Single crystal titanate–zirconate nanoleaf: Synthesis, growth mechanism and enhanced photocatalytic hydrogen evolution properties

Abstract

A novel titanate–zirconate solid solution with controllable nanoleaf/microsisal-like three-dimensional morphology, Na₂(Ti_0.75Zr_0.25)₄O₉, grows on the surface of a Ti-based bulk metallic glass by a combination of hydrothermal and dealloying processes. A single sisal-like bundle consists of a number of nano-sized leaves and each nanoleaf has a thickness, width and length of 20–30 nm, 200–300 nm and 15–20 μm, respectively.

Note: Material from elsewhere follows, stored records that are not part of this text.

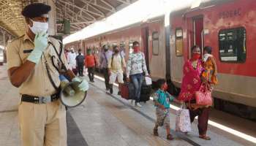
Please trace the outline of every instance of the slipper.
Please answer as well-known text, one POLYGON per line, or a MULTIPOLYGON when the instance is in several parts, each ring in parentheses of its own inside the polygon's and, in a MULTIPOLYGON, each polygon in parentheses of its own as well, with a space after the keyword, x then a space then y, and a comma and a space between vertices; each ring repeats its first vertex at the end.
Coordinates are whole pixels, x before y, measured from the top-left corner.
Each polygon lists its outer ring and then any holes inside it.
POLYGON ((205 139, 205 140, 211 140, 211 138, 209 137, 206 136, 206 135, 200 135, 199 138, 205 139))

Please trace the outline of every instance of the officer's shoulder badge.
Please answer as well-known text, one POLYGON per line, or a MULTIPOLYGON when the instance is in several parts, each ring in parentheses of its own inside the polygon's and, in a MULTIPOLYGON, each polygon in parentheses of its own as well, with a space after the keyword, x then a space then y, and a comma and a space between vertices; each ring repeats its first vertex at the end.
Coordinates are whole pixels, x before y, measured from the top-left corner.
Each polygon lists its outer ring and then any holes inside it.
POLYGON ((16 38, 12 39, 12 40, 11 40, 11 42, 13 42, 15 41, 15 40, 18 40, 18 39, 21 39, 21 38, 23 38, 24 36, 25 36, 25 34, 23 34, 23 35, 22 35, 22 36, 18 36, 18 37, 16 37, 16 38))

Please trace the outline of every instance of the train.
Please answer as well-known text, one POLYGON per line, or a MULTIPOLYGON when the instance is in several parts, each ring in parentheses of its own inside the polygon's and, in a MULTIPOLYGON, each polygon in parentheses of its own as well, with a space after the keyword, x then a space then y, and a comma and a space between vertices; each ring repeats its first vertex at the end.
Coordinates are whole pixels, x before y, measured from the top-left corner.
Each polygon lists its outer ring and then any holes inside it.
POLYGON ((153 80, 165 78, 168 91, 178 95, 183 65, 193 45, 211 46, 219 83, 214 107, 256 120, 256 3, 254 0, 205 0, 200 7, 184 7, 124 28, 69 42, 65 48, 91 48, 100 55, 103 45, 121 45, 126 59, 132 42, 140 42, 153 80), (166 21, 166 18, 168 20, 166 21))

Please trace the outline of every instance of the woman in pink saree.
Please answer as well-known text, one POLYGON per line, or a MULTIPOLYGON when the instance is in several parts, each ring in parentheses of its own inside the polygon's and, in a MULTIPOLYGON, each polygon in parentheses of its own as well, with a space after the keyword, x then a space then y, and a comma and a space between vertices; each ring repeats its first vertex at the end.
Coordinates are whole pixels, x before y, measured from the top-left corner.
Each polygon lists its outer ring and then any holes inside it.
MULTIPOLYGON (((200 59, 201 51, 198 46, 192 47, 192 58, 186 61, 183 68, 183 79, 181 93, 178 100, 186 103, 195 103, 195 93, 199 91, 202 84, 201 74, 204 70, 203 62, 200 59)), ((193 122, 196 116, 198 115, 198 131, 199 137, 206 140, 210 140, 210 137, 206 136, 209 107, 197 107, 193 108, 189 106, 190 121, 193 122)))

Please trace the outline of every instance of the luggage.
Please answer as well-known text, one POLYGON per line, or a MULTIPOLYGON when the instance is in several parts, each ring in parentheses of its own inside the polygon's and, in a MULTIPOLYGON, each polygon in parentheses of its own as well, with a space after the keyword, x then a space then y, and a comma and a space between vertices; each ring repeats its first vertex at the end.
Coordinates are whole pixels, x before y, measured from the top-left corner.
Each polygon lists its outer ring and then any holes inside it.
POLYGON ((133 99, 135 95, 135 88, 131 82, 124 82, 120 86, 121 96, 125 99, 133 99))
POLYGON ((212 105, 211 92, 208 89, 207 86, 202 84, 199 91, 195 93, 195 101, 199 105, 212 105))
POLYGON ((190 132, 191 123, 189 111, 187 109, 183 108, 176 112, 176 131, 181 132, 190 132))

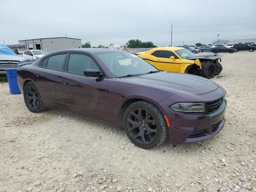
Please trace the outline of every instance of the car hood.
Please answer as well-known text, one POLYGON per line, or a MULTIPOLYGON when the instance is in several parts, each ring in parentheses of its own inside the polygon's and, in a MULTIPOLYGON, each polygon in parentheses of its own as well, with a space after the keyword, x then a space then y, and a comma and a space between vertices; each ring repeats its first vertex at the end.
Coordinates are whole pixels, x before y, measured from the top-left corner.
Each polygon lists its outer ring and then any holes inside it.
POLYGON ((218 84, 205 78, 172 72, 162 72, 121 79, 142 86, 151 87, 156 91, 158 89, 168 92, 170 95, 198 95, 213 91, 218 88, 218 84))
POLYGON ((194 60, 197 59, 208 59, 212 60, 218 59, 223 56, 223 55, 220 54, 207 54, 200 55, 197 55, 194 57, 187 58, 186 59, 194 60))
POLYGON ((44 55, 35 55, 35 56, 36 56, 38 57, 41 57, 44 56, 44 55))
POLYGON ((22 57, 16 55, 5 55, 0 54, 0 60, 10 60, 22 61, 25 60, 22 57))

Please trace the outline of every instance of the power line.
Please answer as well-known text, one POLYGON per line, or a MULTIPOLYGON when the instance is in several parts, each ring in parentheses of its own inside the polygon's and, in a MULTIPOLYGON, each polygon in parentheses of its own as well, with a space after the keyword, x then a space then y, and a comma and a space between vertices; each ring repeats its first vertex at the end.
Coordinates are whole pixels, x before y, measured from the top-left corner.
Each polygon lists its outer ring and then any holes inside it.
MULTIPOLYGON (((209 26, 231 26, 231 25, 241 25, 241 24, 256 24, 255 22, 254 23, 239 23, 236 24, 228 24, 226 25, 204 25, 204 26, 176 26, 176 28, 190 28, 190 27, 209 27, 209 26)), ((137 33, 138 32, 144 32, 145 31, 153 31, 155 30, 158 30, 160 29, 170 29, 170 27, 165 27, 162 28, 158 28, 155 29, 151 29, 147 30, 143 30, 140 31, 133 31, 133 32, 124 32, 122 33, 112 33, 112 34, 100 34, 98 35, 72 35, 72 36, 69 36, 70 37, 85 37, 85 36, 105 36, 105 35, 118 35, 120 34, 126 34, 129 33, 137 33)))

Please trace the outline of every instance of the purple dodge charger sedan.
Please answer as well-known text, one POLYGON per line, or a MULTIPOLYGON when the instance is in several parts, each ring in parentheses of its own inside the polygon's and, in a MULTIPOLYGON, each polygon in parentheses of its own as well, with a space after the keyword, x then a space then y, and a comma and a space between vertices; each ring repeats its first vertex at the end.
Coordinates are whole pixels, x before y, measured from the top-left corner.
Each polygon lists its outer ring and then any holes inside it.
POLYGON ((213 137, 224 126, 226 91, 214 82, 160 71, 116 50, 58 51, 20 63, 18 81, 32 112, 58 108, 124 129, 149 148, 213 137))

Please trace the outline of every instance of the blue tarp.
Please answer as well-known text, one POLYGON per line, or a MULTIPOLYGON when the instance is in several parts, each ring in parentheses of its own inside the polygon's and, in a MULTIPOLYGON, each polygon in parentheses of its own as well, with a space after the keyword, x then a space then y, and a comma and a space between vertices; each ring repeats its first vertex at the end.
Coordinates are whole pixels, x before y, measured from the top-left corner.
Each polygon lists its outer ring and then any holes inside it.
POLYGON ((4 45, 0 45, 0 54, 17 55, 9 47, 4 45))

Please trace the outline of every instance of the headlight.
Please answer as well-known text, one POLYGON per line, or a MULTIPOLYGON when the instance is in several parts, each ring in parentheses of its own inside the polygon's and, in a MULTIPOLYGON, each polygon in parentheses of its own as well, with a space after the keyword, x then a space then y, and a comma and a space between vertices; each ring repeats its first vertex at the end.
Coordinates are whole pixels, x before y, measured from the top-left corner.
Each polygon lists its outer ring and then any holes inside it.
POLYGON ((170 108, 174 111, 182 113, 206 112, 204 103, 176 103, 170 108))

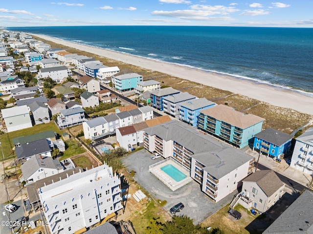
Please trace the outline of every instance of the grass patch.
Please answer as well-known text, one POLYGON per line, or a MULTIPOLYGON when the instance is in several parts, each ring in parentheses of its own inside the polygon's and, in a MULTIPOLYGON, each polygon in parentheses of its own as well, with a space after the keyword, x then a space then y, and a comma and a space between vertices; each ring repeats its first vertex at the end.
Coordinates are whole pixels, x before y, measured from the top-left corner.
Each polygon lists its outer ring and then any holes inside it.
POLYGON ((64 143, 66 149, 63 152, 63 155, 61 157, 60 161, 85 153, 86 151, 86 149, 82 147, 78 142, 74 140, 64 143))
POLYGON ((92 167, 92 163, 88 157, 85 156, 77 157, 72 160, 77 167, 80 167, 82 168, 87 168, 88 169, 90 169, 92 167))

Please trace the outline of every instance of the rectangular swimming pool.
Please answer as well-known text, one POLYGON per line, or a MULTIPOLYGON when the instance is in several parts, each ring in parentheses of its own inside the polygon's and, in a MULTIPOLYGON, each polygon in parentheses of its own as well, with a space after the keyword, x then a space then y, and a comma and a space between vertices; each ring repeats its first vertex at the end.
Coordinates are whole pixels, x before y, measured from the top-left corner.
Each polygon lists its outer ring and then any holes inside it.
POLYGON ((161 170, 171 176, 175 181, 179 182, 187 177, 185 174, 172 164, 168 164, 161 168, 161 170))

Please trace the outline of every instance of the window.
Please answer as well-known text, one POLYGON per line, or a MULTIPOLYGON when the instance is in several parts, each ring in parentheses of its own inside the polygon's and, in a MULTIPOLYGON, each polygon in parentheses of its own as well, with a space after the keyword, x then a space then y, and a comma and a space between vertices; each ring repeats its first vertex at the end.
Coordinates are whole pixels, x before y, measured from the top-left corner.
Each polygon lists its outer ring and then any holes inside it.
POLYGON ((253 193, 255 193, 256 194, 258 194, 258 190, 257 190, 255 188, 252 188, 252 192, 253 193))

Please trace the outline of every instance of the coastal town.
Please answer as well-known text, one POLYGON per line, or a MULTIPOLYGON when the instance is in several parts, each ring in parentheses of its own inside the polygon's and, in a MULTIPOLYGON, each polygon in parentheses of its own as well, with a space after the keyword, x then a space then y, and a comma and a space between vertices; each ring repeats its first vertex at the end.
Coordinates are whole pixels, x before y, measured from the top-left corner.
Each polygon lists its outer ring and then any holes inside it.
POLYGON ((0 233, 313 232, 312 116, 275 122, 35 37, 0 32, 0 233))

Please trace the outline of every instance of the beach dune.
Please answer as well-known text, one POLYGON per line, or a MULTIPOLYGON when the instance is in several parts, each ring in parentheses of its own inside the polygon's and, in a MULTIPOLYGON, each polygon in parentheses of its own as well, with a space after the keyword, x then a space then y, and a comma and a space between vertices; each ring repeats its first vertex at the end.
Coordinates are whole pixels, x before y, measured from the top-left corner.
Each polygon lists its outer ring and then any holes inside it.
POLYGON ((313 97, 305 95, 300 92, 280 89, 266 84, 256 84, 252 81, 242 80, 230 76, 206 72, 179 65, 83 45, 47 36, 31 35, 82 51, 159 71, 205 85, 228 90, 272 105, 289 108, 301 113, 313 115, 313 97))

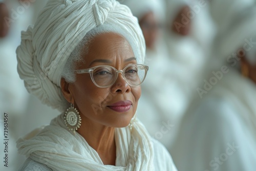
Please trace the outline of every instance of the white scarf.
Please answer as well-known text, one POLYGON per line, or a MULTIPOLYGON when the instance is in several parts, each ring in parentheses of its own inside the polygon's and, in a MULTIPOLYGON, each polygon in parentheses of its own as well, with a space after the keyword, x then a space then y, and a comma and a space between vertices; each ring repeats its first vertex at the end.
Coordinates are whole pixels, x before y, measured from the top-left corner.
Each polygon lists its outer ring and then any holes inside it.
POLYGON ((54 170, 154 170, 151 138, 137 119, 133 124, 132 131, 129 126, 116 129, 116 166, 104 165, 82 136, 68 131, 63 114, 39 133, 18 140, 17 147, 20 154, 54 170))

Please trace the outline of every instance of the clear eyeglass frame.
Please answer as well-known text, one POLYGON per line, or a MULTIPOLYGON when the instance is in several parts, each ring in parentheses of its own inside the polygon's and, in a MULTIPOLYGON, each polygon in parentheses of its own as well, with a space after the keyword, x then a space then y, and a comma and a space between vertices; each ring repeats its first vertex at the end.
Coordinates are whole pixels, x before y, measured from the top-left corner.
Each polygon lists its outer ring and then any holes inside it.
POLYGON ((128 84, 128 85, 129 85, 130 86, 131 86, 131 87, 139 86, 145 80, 145 78, 146 78, 146 74, 147 73, 147 71, 148 70, 148 66, 146 66, 146 65, 142 65, 142 64, 131 64, 131 65, 129 65, 127 66, 123 69, 122 69, 121 70, 117 70, 116 69, 115 69, 115 68, 114 68, 114 67, 113 67, 112 66, 108 66, 108 65, 101 65, 101 66, 96 66, 96 67, 92 67, 92 68, 88 68, 88 69, 86 69, 77 70, 75 70, 75 71, 77 74, 90 73, 90 75, 91 76, 91 79, 93 81, 93 82, 94 83, 94 84, 95 84, 95 86, 96 86, 97 87, 99 87, 100 88, 106 88, 110 87, 111 86, 112 86, 113 84, 114 84, 114 83, 116 82, 116 80, 117 79, 117 78, 118 77, 118 74, 119 73, 122 74, 122 76, 123 77, 123 78, 125 80, 126 82, 128 84), (124 75, 124 72, 125 72, 126 69, 127 68, 129 68, 129 67, 132 67, 133 66, 136 66, 137 67, 143 67, 144 68, 144 69, 145 70, 145 75, 144 76, 144 78, 143 78, 143 79, 142 80, 141 80, 140 83, 139 84, 138 84, 137 85, 135 85, 135 85, 132 85, 131 84, 130 84, 127 81, 127 80, 126 80, 125 77, 124 76, 124 75, 124 75), (94 70, 95 70, 96 69, 97 69, 97 68, 98 68, 99 67, 110 67, 110 68, 112 68, 116 72, 116 74, 115 75, 115 77, 114 78, 113 82, 111 84, 110 84, 109 85, 107 85, 107 86, 101 86, 98 85, 96 83, 96 82, 95 81, 94 79, 93 78, 93 71, 94 71, 94 70))

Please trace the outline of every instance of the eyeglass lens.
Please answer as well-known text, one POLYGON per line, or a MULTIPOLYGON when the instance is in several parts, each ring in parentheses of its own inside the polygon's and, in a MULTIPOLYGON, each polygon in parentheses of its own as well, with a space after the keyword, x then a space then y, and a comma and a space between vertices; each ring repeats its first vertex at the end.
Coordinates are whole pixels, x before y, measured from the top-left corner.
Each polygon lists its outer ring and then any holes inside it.
MULTIPOLYGON (((139 85, 144 80, 145 68, 141 65, 131 65, 123 71, 125 79, 131 86, 139 85)), ((95 68, 92 73, 95 82, 99 86, 108 86, 115 81, 118 73, 114 69, 108 66, 95 68)))

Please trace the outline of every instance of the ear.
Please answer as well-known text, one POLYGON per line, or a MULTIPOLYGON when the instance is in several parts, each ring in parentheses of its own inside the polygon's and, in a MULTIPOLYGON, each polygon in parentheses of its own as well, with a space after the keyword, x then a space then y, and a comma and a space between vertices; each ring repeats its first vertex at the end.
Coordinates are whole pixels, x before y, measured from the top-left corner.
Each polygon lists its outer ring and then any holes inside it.
POLYGON ((75 100, 71 90, 71 84, 67 82, 65 79, 61 78, 60 80, 60 87, 63 96, 69 102, 74 104, 75 100))

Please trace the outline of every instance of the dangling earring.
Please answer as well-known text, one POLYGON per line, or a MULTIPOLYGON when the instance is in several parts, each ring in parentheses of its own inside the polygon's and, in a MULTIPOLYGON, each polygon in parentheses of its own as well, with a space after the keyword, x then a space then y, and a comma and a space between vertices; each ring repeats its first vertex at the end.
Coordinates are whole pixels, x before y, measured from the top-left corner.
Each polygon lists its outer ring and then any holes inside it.
POLYGON ((77 130, 81 126, 81 117, 76 108, 74 108, 74 104, 71 103, 64 115, 65 124, 70 131, 77 130))
POLYGON ((245 77, 248 77, 249 76, 249 68, 244 63, 241 64, 242 75, 245 77))

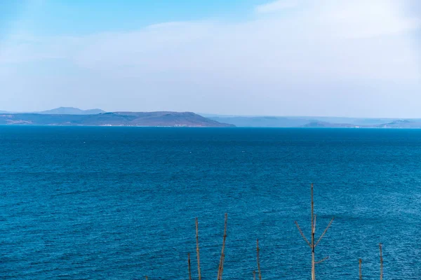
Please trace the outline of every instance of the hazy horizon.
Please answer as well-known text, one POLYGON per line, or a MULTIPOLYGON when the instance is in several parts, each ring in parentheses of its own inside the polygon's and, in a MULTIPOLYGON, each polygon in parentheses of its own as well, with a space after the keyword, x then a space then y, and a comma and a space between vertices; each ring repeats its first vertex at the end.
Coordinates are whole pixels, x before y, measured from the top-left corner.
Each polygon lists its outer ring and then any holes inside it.
POLYGON ((420 3, 6 1, 0 110, 421 118, 420 3))

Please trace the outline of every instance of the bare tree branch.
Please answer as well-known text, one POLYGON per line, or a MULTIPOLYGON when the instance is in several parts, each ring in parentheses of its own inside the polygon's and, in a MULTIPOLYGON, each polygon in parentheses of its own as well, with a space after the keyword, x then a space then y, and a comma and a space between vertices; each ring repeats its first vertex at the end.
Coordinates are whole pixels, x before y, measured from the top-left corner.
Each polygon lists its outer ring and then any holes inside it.
POLYGON ((318 264, 319 264, 319 263, 321 263, 321 262, 324 262, 325 260, 327 260, 327 259, 328 259, 328 258, 329 258, 329 256, 328 255, 327 257, 326 257, 326 258, 323 258, 323 260, 320 260, 319 261, 314 262, 314 264, 315 264, 315 265, 318 265, 318 264))
POLYGON ((189 262, 189 280, 192 280, 192 264, 190 263, 190 253, 187 255, 187 261, 189 262))
POLYGON ((383 280, 383 254, 382 253, 382 244, 379 244, 380 248, 380 280, 383 280))
POLYGON ((312 244, 310 244, 310 242, 309 242, 309 241, 307 240, 307 239, 305 238, 305 235, 304 235, 304 232, 302 232, 302 230, 301 230, 301 228, 300 228, 300 225, 298 225, 298 223, 297 223, 297 221, 295 221, 294 223, 295 223, 295 225, 297 225, 297 228, 300 231, 300 233, 301 234, 301 236, 302 237, 302 238, 304 238, 304 240, 307 242, 307 244, 309 244, 309 246, 311 248, 312 247, 312 244))
POLYGON ((197 255, 197 272, 199 274, 199 280, 201 280, 200 273, 200 254, 199 252, 199 221, 196 218, 196 255, 197 255))
POLYGON ((225 248, 225 239, 227 239, 227 220, 228 220, 228 214, 225 213, 225 222, 224 225, 224 237, 222 241, 222 251, 221 252, 221 258, 220 259, 220 265, 218 270, 218 279, 217 280, 222 280, 222 271, 224 267, 224 249, 225 248))
POLYGON ((258 272, 259 272, 259 280, 262 280, 262 273, 260 273, 260 261, 259 260, 259 251, 260 248, 259 248, 259 239, 257 239, 258 245, 256 246, 256 249, 258 251, 258 272))
POLYGON ((321 234, 321 235, 319 238, 319 240, 317 240, 317 242, 316 242, 316 245, 314 245, 314 247, 317 246, 317 244, 319 244, 319 242, 320 242, 320 241, 323 238, 323 235, 326 234, 326 233, 328 232, 328 230, 329 229, 329 227, 330 227, 330 225, 332 225, 332 223, 333 223, 333 220, 335 220, 335 217, 332 218, 332 220, 330 220, 330 222, 329 223, 329 224, 326 227, 326 230, 324 230, 324 232, 323 232, 323 233, 321 234))
POLYGON ((360 272, 360 280, 363 280, 363 273, 361 272, 361 263, 363 262, 363 260, 359 259, 359 272, 360 272))

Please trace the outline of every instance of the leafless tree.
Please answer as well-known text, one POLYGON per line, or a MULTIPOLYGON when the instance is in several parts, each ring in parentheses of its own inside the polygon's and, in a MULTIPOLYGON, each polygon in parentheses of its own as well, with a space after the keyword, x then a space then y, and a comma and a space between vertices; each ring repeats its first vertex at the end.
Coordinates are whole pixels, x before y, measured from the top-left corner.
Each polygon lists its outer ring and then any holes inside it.
POLYGON ((309 241, 309 240, 306 238, 305 235, 304 234, 304 232, 302 232, 302 230, 301 230, 301 228, 300 227, 298 223, 297 223, 297 221, 295 221, 295 225, 297 225, 297 228, 298 229, 300 234, 301 234, 301 236, 302 237, 304 240, 307 242, 307 244, 309 245, 309 246, 312 249, 312 280, 316 280, 316 272, 315 272, 316 265, 323 262, 325 260, 326 260, 328 258, 329 258, 329 257, 327 256, 325 258, 323 258, 319 261, 317 261, 317 262, 315 261, 314 260, 314 249, 316 248, 317 245, 319 245, 319 243, 320 242, 320 241, 321 240, 321 239, 323 238, 324 234, 326 234, 326 233, 327 232, 328 228, 330 227, 330 225, 332 225, 332 223, 333 222, 334 218, 332 218, 332 220, 330 220, 330 222, 329 223, 329 224, 328 225, 328 226, 326 227, 325 230, 323 232, 323 233, 321 234, 320 237, 319 237, 317 241, 316 241, 316 239, 315 239, 316 215, 314 215, 314 201, 313 199, 313 184, 312 184, 312 241, 311 241, 311 242, 309 241))

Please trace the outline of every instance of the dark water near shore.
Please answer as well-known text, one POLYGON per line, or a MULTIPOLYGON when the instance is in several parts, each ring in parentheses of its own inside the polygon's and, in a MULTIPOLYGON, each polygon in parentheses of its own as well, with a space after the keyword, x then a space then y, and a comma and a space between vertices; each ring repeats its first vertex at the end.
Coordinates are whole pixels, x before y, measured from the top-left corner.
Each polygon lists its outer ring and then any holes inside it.
POLYGON ((421 130, 0 127, 0 279, 421 276, 421 130))

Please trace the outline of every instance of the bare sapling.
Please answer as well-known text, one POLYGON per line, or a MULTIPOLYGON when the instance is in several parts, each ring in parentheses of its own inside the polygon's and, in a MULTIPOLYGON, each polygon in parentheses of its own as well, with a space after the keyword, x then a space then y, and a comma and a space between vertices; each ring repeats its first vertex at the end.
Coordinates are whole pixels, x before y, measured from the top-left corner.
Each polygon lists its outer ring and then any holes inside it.
POLYGON ((297 228, 298 229, 298 231, 300 232, 300 234, 301 234, 301 236, 302 237, 304 240, 306 241, 307 245, 309 245, 309 246, 312 249, 312 280, 316 280, 316 271, 315 271, 316 265, 321 263, 321 262, 324 262, 325 260, 326 260, 328 258, 329 258, 329 257, 327 256, 321 260, 315 261, 315 260, 314 260, 314 249, 316 248, 317 245, 319 245, 319 243, 320 242, 320 241, 321 240, 321 239, 323 238, 324 234, 326 234, 326 233, 328 232, 328 230, 332 225, 332 223, 333 222, 334 218, 332 218, 332 219, 330 220, 330 222, 329 223, 329 224, 328 225, 326 228, 324 230, 324 231, 323 232, 323 233, 321 234, 320 237, 319 237, 317 241, 316 241, 316 239, 315 239, 316 215, 314 215, 314 201, 313 199, 313 184, 312 184, 312 240, 311 240, 311 242, 309 241, 309 240, 307 239, 307 237, 304 234, 304 232, 302 232, 302 230, 301 230, 301 228, 300 227, 298 223, 297 223, 297 221, 295 222, 295 225, 297 225, 297 228))
POLYGON ((200 273, 200 253, 199 252, 199 222, 196 218, 196 255, 197 256, 197 273, 199 274, 199 280, 201 280, 200 273))
POLYGON ((359 259, 359 274, 360 274, 360 280, 363 280, 363 272, 361 272, 361 264, 363 262, 363 260, 359 259))
POLYGON ((383 280, 383 254, 382 252, 382 244, 379 244, 379 248, 380 249, 380 280, 383 280))
POLYGON ((224 250, 225 249, 225 240, 227 239, 227 221, 228 220, 228 214, 225 213, 225 222, 224 225, 224 237, 222 241, 222 251, 221 252, 221 257, 220 258, 220 265, 218 270, 218 279, 217 280, 222 279, 222 272, 224 272, 224 260, 225 259, 225 255, 224 254, 224 250))
POLYGON ((187 262, 189 262, 189 280, 192 280, 192 263, 190 262, 190 253, 187 254, 187 262))
POLYGON ((262 273, 260 272, 260 260, 259 259, 259 251, 260 251, 260 248, 259 248, 259 239, 257 239, 257 244, 256 251, 258 254, 258 272, 259 274, 259 280, 262 280, 262 273))

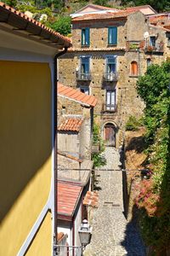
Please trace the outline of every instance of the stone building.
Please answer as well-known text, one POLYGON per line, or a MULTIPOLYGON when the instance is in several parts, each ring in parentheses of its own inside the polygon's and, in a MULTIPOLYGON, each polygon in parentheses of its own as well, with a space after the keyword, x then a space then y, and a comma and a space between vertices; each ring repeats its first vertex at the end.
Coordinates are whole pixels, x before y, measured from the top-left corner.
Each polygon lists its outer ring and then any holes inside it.
POLYGON ((150 23, 156 15, 149 5, 93 4, 71 15, 73 46, 60 59, 60 81, 98 98, 94 116, 108 145, 119 147, 128 117, 143 113, 139 76, 169 55, 170 31, 150 23))
MULTIPOLYGON (((78 229, 87 218, 87 206, 82 202, 91 189, 92 131, 96 103, 94 96, 58 84, 58 231, 68 236, 70 256, 82 255, 78 229), (76 248, 73 249, 75 246, 76 248)), ((65 253, 61 256, 68 255, 65 253)))

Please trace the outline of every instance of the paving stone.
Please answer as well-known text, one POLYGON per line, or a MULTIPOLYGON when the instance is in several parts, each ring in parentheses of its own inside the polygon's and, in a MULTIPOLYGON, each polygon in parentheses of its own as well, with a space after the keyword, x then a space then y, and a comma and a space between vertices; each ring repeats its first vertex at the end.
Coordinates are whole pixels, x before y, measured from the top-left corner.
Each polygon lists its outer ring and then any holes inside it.
MULTIPOLYGON (((105 156, 107 164, 101 169, 120 169, 117 149, 106 148, 105 156)), ((138 230, 123 215, 122 172, 99 170, 96 174, 98 187, 101 188, 99 207, 93 220, 91 242, 84 256, 145 256, 138 230)))

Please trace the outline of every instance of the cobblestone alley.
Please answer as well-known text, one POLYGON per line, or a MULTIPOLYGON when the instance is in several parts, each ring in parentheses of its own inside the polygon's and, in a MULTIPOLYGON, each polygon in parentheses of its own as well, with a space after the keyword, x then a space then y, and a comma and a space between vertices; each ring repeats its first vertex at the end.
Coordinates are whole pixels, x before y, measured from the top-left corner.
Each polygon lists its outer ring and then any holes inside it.
MULTIPOLYGON (((119 154, 114 148, 105 152, 107 165, 119 169, 119 154)), ((98 171, 99 207, 93 220, 92 239, 85 256, 144 256, 140 236, 123 215, 122 172, 98 171)))

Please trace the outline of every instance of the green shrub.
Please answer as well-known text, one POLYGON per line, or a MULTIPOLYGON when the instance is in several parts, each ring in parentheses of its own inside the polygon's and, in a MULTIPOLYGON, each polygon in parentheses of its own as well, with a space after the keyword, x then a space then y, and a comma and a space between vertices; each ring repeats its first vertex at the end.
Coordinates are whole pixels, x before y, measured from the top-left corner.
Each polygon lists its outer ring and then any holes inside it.
POLYGON ((138 131, 139 126, 141 126, 141 122, 131 115, 126 124, 126 131, 138 131))

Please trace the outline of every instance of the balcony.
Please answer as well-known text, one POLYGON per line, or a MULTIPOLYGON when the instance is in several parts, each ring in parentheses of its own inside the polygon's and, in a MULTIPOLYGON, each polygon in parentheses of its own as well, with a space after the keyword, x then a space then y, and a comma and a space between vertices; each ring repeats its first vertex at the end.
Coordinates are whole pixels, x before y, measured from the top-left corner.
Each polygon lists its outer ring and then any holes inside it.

A modified dipole driving Ostwald ripening mechanism for the interesting architectures has been proposed based on a series of time-dependent experiments and the structure feature of titanate. Moreover, the as-synthesized nanoleaf/microsisal-like material exhibits extraordinary ability to produce hydrogen from a methanol/water solution that is higher than that of a commercial TiO₂ (Degussa P25) film, undoping titanate nanotube film and titanate–zirconate one-dimensional nanoleaf film. Possible origins of the high performance of the as-synthesized three-dimensional nanomaterials were discussed based on theoretical and experimental results.